The decreasing revenue sources and rising expenses incurred by nonprofit organizations make endowment distributions an increasingly crucial funding element. Organizations that have relied heavily on one or two sources of charitable support have been particularly vulnerable to the uncertainties of the economy, the vagaries of the stock market, and the instability of other funding resources. They may be ripe to establish or reinvigorate an endowment building program.

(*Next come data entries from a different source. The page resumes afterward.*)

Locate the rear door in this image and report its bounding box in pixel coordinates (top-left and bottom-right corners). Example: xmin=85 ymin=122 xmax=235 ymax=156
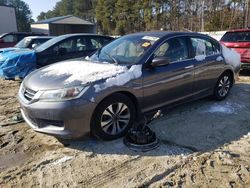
xmin=143 ymin=37 xmax=194 ymax=111
xmin=221 ymin=30 xmax=250 ymax=63
xmin=190 ymin=36 xmax=224 ymax=96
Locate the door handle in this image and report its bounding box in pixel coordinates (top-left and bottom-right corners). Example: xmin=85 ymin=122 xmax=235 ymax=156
xmin=185 ymin=65 xmax=194 ymax=69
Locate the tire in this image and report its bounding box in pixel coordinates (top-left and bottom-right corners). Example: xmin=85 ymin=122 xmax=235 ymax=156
xmin=214 ymin=72 xmax=233 ymax=101
xmin=91 ymin=93 xmax=136 ymax=140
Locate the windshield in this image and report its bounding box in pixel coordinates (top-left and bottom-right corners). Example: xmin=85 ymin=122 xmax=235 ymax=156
xmin=221 ymin=31 xmax=250 ymax=42
xmin=36 ymin=35 xmax=66 ymax=52
xmin=15 ymin=38 xmax=32 ymax=48
xmin=90 ymin=35 xmax=159 ymax=65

Endowments, generally, are funds containing financial assets that are held permanently by nonprofit organizations and invested to generate income and capital appreciation for the benefit of the organization. A reasonable portion of the endowment’s value is spent annually to support the organization and its purposes, while the excess income and/or appreciation are accumulated in the fund so that it grows, over time. Endowments can be established to support the ongoing operating expenses of the organization or for designated purposes such as scholarships, projects, programs, institutes, professorships, or any aspect of its charitable work.

Although an endowment is not the panacea that many boards of directors hope for, it can offer ongoing operating funds and welcome sources of revenue when money is tight, as well as a wellspring of resources for new programs and innovations in prosperous years.